Requisiti, però, illegittimi secondo il Tar, visto che violerebbero una delle norme contenute nel cosiddetto “Codice degli appalti”: “Nel caso di suddivisione in lotti – si legge nel Codice – il relativo valore deve essere adeguato in modo da garantire l’effettiva possibilità di partecipazione da parte delle microimprese, piccole e medie imprese”. Cosa si intende per “piccole imprese”, viene chiarito poche righe sotto nella sentenza del Tar, che riprende un altro passaggio del Codice degli appalti: in cui si spiega che le piccole imprese sono quelle “che hanno meno di 50 occupati e un fatturato annuo oppure un totale di bilancio annuo non superiore a 10 milioni di euro [e] micro imprese le imprese che hanno meno di 10 occupati e un fatturato annuo oppure un totale di bilancio annuo non superiore a 2 milioni di euro”.

Il bando avrebbe quindi tagliato fuori i più piccoli, favorendo i grandi. I piccoli, a loro volta, avrebbero potuto “consorziarsi”. Ma questa, spiega il Tar, deve essere considerata una possibilità per le imprese e non un obbligo. “E’ evidente quindi – scrive il Tar – che, pur essendo congrui i requisiti di capacità economico-finanziaria richiesti (questione questa peraltro non contestata in ricorso), di fatto viene esclusa la possibilità di partecipazione in forma singola, quanto meno da parte delle microimprese e delle piccole imprese, qual è la ricorrente”.

Ma il Tar entra anche nel merito dell’utilità del “metodo Consip”, ossia degli effettivi risparmi che verrebbero portati in dote dalla Centrale unica siciliana, facendo riferimento a una direttiva sugli appalti in cui si spiega che “l’aggregazione e la centralizzazione delle committenze dovrebbero essere attentamente monitorate al fine di evitare un’eccessiva concentrazione del potere d’acquisto e collusioni, nonché di preservare la trasparenza e la concorrenza e la possibilità di accesso al mercato per le Pmi”.

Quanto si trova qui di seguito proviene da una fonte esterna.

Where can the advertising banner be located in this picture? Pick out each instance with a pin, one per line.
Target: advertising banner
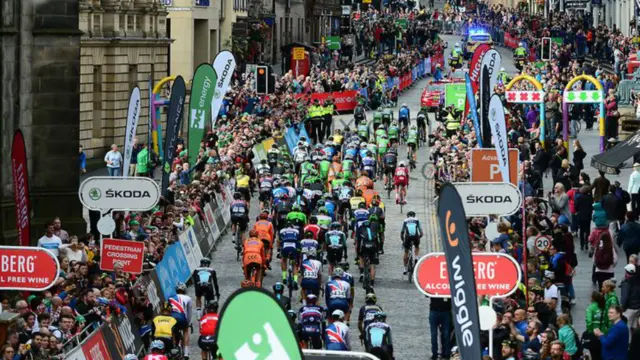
(21, 188)
(172, 269)
(174, 120)
(133, 115)
(27, 268)
(499, 132)
(455, 94)
(483, 199)
(485, 166)
(202, 88)
(224, 64)
(496, 275)
(455, 241)
(117, 193)
(128, 253)
(95, 347)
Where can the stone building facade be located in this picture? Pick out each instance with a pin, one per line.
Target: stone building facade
(124, 44)
(39, 94)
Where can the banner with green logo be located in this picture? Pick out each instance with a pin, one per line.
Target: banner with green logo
(202, 88)
(333, 42)
(456, 95)
(253, 325)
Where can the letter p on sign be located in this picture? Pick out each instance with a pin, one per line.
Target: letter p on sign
(485, 167)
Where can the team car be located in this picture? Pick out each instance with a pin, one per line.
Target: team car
(472, 39)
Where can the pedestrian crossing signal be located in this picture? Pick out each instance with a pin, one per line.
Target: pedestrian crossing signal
(262, 80)
(545, 51)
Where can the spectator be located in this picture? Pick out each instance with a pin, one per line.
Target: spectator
(615, 342)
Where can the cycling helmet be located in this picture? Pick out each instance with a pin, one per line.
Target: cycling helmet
(181, 287)
(371, 298)
(205, 261)
(156, 345)
(278, 288)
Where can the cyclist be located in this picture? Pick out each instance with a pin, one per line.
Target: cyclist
(311, 323)
(377, 340)
(389, 162)
(367, 312)
(163, 327)
(253, 258)
(239, 216)
(336, 335)
(311, 274)
(278, 292)
(412, 144)
(411, 233)
(181, 311)
(208, 324)
(289, 248)
(337, 293)
(156, 350)
(336, 245)
(401, 182)
(205, 281)
(404, 115)
(367, 247)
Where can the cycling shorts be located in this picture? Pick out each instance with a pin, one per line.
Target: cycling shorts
(208, 344)
(205, 290)
(408, 240)
(310, 286)
(400, 181)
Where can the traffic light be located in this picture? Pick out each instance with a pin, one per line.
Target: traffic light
(262, 80)
(545, 51)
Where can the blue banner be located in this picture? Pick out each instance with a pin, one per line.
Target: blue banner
(172, 269)
(473, 111)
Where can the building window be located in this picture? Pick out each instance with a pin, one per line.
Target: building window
(133, 76)
(97, 101)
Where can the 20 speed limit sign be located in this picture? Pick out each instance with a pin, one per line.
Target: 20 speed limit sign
(543, 243)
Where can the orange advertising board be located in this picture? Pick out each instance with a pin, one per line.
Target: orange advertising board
(485, 167)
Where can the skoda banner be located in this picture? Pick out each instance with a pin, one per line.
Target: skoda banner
(224, 64)
(499, 132)
(117, 193)
(482, 199)
(204, 80)
(455, 241)
(253, 325)
(174, 120)
(133, 115)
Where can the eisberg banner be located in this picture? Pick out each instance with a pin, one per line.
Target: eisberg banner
(174, 119)
(224, 64)
(133, 114)
(202, 88)
(499, 133)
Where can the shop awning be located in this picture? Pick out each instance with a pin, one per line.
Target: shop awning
(612, 160)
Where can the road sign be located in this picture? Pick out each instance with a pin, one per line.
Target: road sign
(489, 198)
(525, 97)
(456, 95)
(128, 253)
(117, 193)
(496, 274)
(485, 167)
(583, 96)
(298, 53)
(543, 243)
(27, 268)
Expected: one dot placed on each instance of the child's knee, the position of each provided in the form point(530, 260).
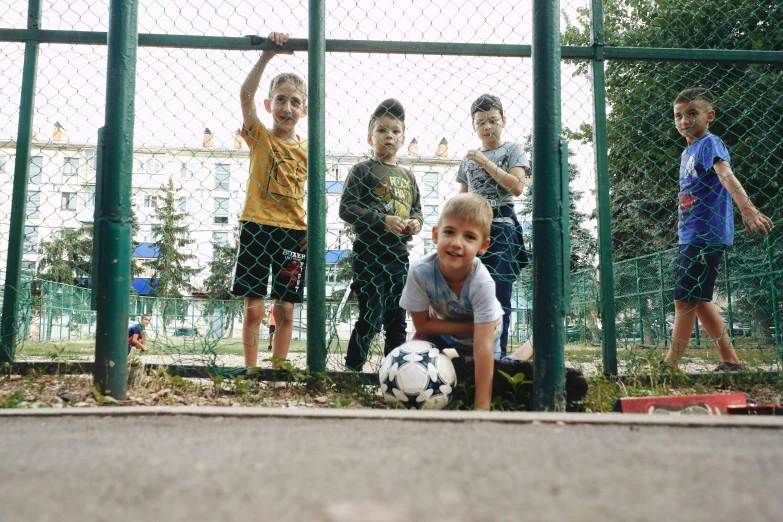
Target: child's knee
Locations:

E i giudici amministrativi aggiungono: “Solo un confronto competitivo ampio, attraverso la più ampia partecipazione di operatori privati può consentire di conseguire un maggior risparmio economico per le stazioni appaltanti. In sostanza quindi, ferma restando la bontà dell’obiettivo della centralizzazione delle gare (vedi centrali uniche di committenza), non è vero che l’aggregazione in ‘maxilotti’ determini di per ciò solo un risparmio di spesa per la stazione appaltante, essendo invece vero il contrario”. Insomma, il bando è illegittimo e non era nemmeno così scontato che consentisse un effettivo risparmio. Una “doppia bocciatura” che accende però i riflettori sul sistema Consip siciliano. Proprio di ieri, infatti, la notizia di un altro mega-bando bocciato: sospeso, per la precisione, quello da 163 milioni di euro per i servizi di ristorazione nelle aziende sanitarie e ospedaliere siciliane. Un bando non così chiaro, secondo la ditta che si è opposta. Un ricorso accolto dal Tar. Come quello che ha buttato nel cestino la gara per i pannoloni. Un altro flop della Centrale che doveva cancellare gli sprechi in Sanità.